Die Weise, wie man oft in der Christenheit vom Satan sprach, muss uns tief traurig machen. Man sprach von ihm, um kräftig zu hassen und wirksam zu schänden, und sah nicht, dass man eben dadurch den Willen des Satans tat. So weiß man nicht, weshalb Paulus den Satan gefürchtet hat. Wenn Satan nur seinen eigenen Feind fürchtet, dass er ihn in dem schädige, was ihm für sein Glück und Leben wertvoll ist. Dann kann er, wenn ihn ein Hass gepackt hat, den Satan auch als seinen Bundesgenossen anrufen, der ihm helfen soll, seine Feinde zu verderben. Paulus denkt, wenn er vom Satan spricht, daran, dass er Gottes Feind ist, der sich dem gnädigen Wirken Gottes widersetzt. Darum tut er das Gegenteil von dem, was Christus tut. Der Christus ist der Fürsprecher des Menschen, der Satan sein Verkläger. Der Christus ist der, der uns mit Gott versöhnt, der Satan der, der uns mit Gott entzweit. Der Christus empfängt seine Sendung von Gottes Gnade und handelt an uns in ihrem Dienst; der Satan ruft gegen uns das strafende Recht Gottes an und macht sich zum Werkzeug seines Zorns. Darum ist nicht die Natur, sondern die Christenheit der Ort, an dem sich die Wirkungen des Satans zeigen, weil Gott seine Gnade an der Christenheit offenbart. Darum sprach Paulus mit den Korinthern dann vom „Gott dieser Welt, der die Gedanken blind mache“, wenn das Evangelium für die, die sich zu Christus bekannten, ohne Wirkung blieb und ihnen die Herrlichkeit Gottes im Angesicht Jesu nicht sichtbar machte, weil sie von ihrer eigenen Größe voll waren, und mit den Römern sprach er dann vom Satan, den Gott zertreten werde, wenn Evangelisten mit lockenden Worten den Gegensatz zwischen der Gerechtigkeit und der Sünde verwischten und die Gemeinde lehrten, im Namen der Gnade zu sündigen.

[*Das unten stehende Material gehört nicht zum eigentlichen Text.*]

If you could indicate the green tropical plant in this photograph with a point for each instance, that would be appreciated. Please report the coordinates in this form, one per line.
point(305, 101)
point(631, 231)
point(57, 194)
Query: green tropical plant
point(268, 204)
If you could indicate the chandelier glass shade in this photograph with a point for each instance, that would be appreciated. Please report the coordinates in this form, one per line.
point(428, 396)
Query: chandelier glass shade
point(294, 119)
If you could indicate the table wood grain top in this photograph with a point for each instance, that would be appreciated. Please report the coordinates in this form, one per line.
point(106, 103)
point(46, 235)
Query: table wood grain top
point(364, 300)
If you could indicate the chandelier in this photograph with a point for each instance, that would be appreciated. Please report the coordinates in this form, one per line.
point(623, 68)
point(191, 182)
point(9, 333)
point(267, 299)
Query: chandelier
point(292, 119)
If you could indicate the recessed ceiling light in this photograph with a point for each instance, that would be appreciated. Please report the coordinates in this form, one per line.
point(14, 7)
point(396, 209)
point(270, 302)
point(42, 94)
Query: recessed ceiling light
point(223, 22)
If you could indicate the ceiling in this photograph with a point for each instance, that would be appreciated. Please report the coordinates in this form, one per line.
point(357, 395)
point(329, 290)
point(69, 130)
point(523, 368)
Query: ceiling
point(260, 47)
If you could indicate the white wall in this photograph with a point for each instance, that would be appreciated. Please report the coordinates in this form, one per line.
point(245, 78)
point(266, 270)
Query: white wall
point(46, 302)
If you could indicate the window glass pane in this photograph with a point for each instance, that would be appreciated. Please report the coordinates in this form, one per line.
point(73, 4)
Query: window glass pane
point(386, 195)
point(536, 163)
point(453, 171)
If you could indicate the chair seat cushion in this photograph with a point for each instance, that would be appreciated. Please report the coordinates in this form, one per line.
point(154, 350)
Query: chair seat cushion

Die Lage einer Gemeinde war dann besonders gefährlich, wenn in ihrer Mitte Versündigung geschehen war, so dass sie strafen musste. Bösem durfte sie nicht freien Raum gewähren; Strafe war unentbehrlich. Heilsam strafen kann aber nur der, der vergeben kann. Nun gilt es, dass sie dem Einfluss des Satans kräftig widerstehe, und Paulus zeigt ihr, wie sie das kann, nicht durch Zauberformeln, noch weniger durch Gewalttaten, die unter dem Schein des Rechts geschehen, sondern dadurch, dass sie vergibt. Bleibt sie unversöhnlich, kann sie nicht verzeihen, so tut sie, was der Verkläger tut, dessen Macht darauf beruht, dass er die Schuld der Menschen vor Gott geltend macht. Wenn sie dagegen vergibt, so tut sie, was der Christus tut, bleibt in seinem Willen und ist das Werkzeug seiner Gnade, die den Menschen nicht verdirbt, sondern das Böse mit dem Guten besiegt. Es gibt für die Christenheit nur einen Schutz dagegen, dass sie sich am Streben und Wirken des Satans beteilige, den, dass sie den gnädigen Willen Jesu tut.
Es gibt, Herr Gott, vielerlei Mächte, die um uns werben, vielerlei Einflüsse, die uns berühren. Auch das, was Dein Werk unter uns bestreitet und verdirbt, ist uns nah. Bewahre mich und Deine ganze Schar, dass sie niemand anbete als Dich allein und keinen Willen tue als den Deiner Gnade. Amen. (Adolf Schlatter)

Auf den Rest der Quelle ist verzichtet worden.